Digo “ainda” porque enquanto existem debates na literatura especializada que dizem ser uma questão de tempo (não de se, e sim de quando a Inteligência Artificial atingirá o mesmo nível, grau ou patamar da humana), já outros são categóricos em afirmar que a Inteligência Artificial jamais irá suplantar a inteligência humana. E, por tal motivo, até pouco tempo os estudiosos da IA não atentavam para o campo dos sentimentos e das emoções, uma vez que se alinhavam àqueles que acreditam que isso nunca será possível, por mais que a cada dia aumentem as aplicações e as capacidades computacionais das inteligências artificiais não só generativas, como preditivas também.

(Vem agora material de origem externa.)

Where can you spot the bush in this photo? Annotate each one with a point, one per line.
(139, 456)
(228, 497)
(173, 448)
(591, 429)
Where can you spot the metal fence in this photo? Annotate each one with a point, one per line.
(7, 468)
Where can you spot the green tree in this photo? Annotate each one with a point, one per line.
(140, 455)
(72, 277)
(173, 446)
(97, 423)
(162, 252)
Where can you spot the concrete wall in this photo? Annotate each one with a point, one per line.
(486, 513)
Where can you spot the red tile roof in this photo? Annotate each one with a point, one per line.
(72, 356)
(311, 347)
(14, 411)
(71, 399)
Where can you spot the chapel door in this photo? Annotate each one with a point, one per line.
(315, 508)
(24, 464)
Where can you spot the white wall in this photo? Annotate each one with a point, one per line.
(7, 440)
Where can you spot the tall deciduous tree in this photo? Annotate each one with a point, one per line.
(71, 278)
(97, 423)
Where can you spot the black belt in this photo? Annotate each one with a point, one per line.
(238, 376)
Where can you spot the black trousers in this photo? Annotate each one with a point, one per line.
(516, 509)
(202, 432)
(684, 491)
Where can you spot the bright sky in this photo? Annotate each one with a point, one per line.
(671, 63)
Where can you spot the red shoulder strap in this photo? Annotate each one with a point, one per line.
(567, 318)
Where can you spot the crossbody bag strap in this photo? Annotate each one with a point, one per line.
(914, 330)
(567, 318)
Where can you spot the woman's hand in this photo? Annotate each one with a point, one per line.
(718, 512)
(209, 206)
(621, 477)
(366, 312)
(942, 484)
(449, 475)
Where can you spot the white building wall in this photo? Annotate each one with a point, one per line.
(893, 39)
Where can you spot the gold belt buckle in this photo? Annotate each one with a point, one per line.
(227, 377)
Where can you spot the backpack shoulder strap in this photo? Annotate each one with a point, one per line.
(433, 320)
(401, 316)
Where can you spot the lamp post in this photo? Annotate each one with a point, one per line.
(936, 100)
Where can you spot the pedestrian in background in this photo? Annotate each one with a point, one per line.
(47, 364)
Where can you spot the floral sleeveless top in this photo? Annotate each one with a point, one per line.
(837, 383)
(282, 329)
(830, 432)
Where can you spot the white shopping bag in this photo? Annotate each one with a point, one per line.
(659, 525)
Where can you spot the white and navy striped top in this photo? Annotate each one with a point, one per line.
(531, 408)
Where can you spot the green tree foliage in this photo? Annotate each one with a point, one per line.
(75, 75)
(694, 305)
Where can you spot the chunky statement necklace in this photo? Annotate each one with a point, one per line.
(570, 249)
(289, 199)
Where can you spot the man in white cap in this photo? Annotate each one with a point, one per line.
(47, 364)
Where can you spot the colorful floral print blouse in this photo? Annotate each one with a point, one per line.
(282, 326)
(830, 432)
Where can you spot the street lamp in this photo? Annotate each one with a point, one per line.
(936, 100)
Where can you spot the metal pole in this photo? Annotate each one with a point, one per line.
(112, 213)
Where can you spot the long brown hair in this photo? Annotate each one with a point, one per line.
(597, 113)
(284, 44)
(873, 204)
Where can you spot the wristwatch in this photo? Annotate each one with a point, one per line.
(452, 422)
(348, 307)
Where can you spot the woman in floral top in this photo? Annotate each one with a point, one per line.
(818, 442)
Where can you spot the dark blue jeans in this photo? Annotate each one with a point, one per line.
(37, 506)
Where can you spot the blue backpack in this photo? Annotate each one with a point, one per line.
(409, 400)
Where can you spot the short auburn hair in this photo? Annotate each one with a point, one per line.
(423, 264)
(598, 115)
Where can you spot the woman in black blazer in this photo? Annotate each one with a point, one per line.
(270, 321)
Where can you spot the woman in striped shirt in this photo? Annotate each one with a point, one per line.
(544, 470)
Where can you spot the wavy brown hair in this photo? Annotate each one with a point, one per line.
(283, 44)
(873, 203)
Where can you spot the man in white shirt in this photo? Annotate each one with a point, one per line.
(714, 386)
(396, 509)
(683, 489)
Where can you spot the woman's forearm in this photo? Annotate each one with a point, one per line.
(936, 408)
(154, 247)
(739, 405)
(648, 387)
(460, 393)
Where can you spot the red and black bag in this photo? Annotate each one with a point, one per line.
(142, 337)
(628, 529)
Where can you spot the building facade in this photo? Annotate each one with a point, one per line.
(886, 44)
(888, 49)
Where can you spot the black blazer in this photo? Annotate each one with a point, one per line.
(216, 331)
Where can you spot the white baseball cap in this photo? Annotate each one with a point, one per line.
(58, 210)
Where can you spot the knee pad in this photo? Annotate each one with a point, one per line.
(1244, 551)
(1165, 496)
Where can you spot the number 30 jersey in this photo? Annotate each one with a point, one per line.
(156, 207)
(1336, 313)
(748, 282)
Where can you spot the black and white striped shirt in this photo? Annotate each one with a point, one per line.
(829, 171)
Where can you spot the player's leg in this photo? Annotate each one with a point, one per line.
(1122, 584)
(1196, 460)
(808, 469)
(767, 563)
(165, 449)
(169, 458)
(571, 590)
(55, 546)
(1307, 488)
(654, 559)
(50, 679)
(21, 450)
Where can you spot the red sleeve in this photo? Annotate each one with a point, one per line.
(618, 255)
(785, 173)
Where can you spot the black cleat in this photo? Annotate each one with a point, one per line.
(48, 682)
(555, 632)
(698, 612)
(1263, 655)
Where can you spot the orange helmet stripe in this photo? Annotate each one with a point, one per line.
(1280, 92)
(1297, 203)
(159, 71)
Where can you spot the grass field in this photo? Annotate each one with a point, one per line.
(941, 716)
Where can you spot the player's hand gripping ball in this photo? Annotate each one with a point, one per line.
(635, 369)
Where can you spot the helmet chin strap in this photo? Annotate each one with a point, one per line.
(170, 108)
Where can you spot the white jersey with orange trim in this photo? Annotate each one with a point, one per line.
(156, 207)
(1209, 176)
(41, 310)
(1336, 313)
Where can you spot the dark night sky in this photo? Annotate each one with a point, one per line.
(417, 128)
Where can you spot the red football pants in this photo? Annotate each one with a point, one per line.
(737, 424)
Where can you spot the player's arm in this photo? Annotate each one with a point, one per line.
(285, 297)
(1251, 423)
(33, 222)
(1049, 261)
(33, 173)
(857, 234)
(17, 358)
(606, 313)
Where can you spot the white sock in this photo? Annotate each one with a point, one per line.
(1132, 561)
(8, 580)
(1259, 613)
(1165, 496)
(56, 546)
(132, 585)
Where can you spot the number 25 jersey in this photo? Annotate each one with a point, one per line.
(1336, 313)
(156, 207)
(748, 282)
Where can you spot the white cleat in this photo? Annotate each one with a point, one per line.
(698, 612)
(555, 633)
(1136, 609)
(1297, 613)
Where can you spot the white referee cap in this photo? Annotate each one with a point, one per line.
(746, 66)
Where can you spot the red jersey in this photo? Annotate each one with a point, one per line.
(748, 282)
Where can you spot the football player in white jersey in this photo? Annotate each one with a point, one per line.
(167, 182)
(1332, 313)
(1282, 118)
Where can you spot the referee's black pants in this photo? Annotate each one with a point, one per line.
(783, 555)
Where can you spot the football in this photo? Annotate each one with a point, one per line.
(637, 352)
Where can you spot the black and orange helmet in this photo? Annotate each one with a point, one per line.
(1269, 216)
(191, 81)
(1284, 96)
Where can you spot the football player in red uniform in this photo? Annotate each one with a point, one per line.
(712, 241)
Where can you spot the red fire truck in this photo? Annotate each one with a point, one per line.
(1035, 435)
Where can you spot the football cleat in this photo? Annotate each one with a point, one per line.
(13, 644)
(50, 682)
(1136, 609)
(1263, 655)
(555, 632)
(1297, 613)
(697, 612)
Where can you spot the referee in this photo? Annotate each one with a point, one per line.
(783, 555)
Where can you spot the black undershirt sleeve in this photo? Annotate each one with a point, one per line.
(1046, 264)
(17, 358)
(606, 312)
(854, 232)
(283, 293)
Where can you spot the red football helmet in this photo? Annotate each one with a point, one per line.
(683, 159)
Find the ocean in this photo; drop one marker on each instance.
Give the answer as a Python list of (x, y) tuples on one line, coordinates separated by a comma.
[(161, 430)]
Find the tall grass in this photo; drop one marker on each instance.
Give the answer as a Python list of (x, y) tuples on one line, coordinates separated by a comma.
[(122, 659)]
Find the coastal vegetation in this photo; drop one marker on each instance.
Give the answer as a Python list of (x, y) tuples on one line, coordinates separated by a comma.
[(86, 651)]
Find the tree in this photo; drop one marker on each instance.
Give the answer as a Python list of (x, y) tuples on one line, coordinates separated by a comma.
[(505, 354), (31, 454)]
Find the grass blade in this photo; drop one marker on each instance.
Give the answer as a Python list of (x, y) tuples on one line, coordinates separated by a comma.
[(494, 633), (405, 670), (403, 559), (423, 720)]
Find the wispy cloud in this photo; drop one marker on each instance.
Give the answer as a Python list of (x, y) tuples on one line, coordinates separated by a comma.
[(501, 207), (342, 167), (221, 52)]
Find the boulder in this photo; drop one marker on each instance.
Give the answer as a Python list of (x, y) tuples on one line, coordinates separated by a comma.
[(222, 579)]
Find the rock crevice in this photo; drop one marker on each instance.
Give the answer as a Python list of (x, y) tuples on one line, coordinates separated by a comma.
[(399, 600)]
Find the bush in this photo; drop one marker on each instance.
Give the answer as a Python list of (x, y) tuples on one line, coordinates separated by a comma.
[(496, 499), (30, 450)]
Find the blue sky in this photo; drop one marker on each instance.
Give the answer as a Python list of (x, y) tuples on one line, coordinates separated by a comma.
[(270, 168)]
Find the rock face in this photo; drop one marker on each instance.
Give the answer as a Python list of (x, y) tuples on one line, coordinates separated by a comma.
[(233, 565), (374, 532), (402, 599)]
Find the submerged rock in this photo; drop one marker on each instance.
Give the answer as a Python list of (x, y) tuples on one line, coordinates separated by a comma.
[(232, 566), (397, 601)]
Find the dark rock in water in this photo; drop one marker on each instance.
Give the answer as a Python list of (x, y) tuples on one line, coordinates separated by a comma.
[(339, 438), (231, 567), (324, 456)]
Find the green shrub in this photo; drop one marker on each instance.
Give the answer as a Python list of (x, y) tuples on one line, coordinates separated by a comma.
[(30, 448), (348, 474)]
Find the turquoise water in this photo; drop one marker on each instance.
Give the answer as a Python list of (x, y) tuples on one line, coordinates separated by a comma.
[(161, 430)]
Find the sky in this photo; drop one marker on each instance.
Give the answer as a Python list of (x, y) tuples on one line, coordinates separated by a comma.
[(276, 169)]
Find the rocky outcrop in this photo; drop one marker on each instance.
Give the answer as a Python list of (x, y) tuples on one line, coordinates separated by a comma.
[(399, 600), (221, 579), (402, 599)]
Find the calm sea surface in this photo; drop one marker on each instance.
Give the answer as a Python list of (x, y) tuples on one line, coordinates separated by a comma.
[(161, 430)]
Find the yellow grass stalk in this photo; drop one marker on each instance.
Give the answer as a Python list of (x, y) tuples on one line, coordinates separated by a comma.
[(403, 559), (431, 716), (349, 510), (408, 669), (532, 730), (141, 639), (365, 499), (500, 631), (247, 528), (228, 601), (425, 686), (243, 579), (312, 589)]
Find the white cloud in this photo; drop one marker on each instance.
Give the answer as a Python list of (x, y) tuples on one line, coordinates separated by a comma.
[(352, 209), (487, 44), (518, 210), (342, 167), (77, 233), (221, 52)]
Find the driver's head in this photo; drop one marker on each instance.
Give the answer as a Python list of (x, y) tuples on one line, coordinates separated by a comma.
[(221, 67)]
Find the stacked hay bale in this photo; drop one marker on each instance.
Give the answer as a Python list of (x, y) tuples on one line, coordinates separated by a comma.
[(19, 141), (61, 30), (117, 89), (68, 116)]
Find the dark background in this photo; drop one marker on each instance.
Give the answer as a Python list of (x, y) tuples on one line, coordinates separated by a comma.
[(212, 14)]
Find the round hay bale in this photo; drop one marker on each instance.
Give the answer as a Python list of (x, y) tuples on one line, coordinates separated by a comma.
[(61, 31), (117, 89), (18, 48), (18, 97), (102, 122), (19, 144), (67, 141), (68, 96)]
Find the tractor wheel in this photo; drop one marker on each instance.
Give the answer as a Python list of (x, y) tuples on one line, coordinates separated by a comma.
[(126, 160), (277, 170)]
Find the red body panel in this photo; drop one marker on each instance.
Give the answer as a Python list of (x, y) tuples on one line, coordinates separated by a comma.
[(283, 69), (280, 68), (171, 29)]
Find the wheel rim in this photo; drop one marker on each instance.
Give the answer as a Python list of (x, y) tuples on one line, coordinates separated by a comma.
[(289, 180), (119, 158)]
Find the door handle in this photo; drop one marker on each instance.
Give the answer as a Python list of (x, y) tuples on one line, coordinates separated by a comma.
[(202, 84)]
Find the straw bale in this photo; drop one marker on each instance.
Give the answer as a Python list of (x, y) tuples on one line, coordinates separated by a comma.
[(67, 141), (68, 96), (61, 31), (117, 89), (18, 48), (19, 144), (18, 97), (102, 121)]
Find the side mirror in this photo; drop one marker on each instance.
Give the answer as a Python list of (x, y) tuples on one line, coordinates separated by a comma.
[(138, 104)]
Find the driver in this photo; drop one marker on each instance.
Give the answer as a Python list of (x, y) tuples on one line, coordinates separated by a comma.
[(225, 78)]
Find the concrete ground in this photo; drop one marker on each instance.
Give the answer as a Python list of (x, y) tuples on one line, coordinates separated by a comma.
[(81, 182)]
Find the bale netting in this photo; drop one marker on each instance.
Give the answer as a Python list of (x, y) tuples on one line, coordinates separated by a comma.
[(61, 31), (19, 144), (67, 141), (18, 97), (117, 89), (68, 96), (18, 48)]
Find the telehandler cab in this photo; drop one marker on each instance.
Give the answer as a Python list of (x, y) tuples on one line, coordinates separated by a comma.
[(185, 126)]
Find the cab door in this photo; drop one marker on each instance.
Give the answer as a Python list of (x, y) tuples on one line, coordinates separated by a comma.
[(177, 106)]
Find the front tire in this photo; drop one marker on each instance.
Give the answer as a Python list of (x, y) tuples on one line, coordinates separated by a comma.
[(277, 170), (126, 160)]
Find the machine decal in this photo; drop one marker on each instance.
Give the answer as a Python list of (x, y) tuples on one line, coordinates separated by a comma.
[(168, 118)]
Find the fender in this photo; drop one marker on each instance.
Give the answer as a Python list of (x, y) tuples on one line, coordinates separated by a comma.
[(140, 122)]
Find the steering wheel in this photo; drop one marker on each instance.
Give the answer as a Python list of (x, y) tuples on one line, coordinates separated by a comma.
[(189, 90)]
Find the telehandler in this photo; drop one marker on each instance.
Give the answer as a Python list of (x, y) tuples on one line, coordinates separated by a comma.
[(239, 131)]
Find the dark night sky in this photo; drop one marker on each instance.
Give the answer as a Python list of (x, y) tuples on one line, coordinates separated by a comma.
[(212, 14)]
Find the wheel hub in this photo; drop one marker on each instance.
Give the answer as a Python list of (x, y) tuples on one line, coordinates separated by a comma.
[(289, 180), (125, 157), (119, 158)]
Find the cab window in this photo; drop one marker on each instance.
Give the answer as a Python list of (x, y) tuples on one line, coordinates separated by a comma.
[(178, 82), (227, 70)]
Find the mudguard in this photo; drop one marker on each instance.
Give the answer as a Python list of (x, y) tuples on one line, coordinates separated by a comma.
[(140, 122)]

As IAs não estão, portanto, programadas para falar a verdade, e sim comprometidas em não deixar os usuários sem uma resposta, por mais equivocada, inusitada, limitada ou distante da realidade que possa parecer. Porém, não o suficiente a ponto de querer mentir, inventar uma resposta (alucinar) ou mesmo ser capaz de trapacear, já que não consegue discernir o certo do errado (pelo menos até que você como usuário o diga, o sistema de IA registre a sua ressalva e procure corrigi-la, encontrando outra resposta da próxima vez, mais adequada que a anterior; todavia, ainda sem noção para conseguir distinguir a verdade). Sem falar que uma resposta enviesada pode mesmo advir porque é a base de dados consultada que está incompleta ou desatualizada. Sem, portanto, a intencionalidade de iludir ou enganar.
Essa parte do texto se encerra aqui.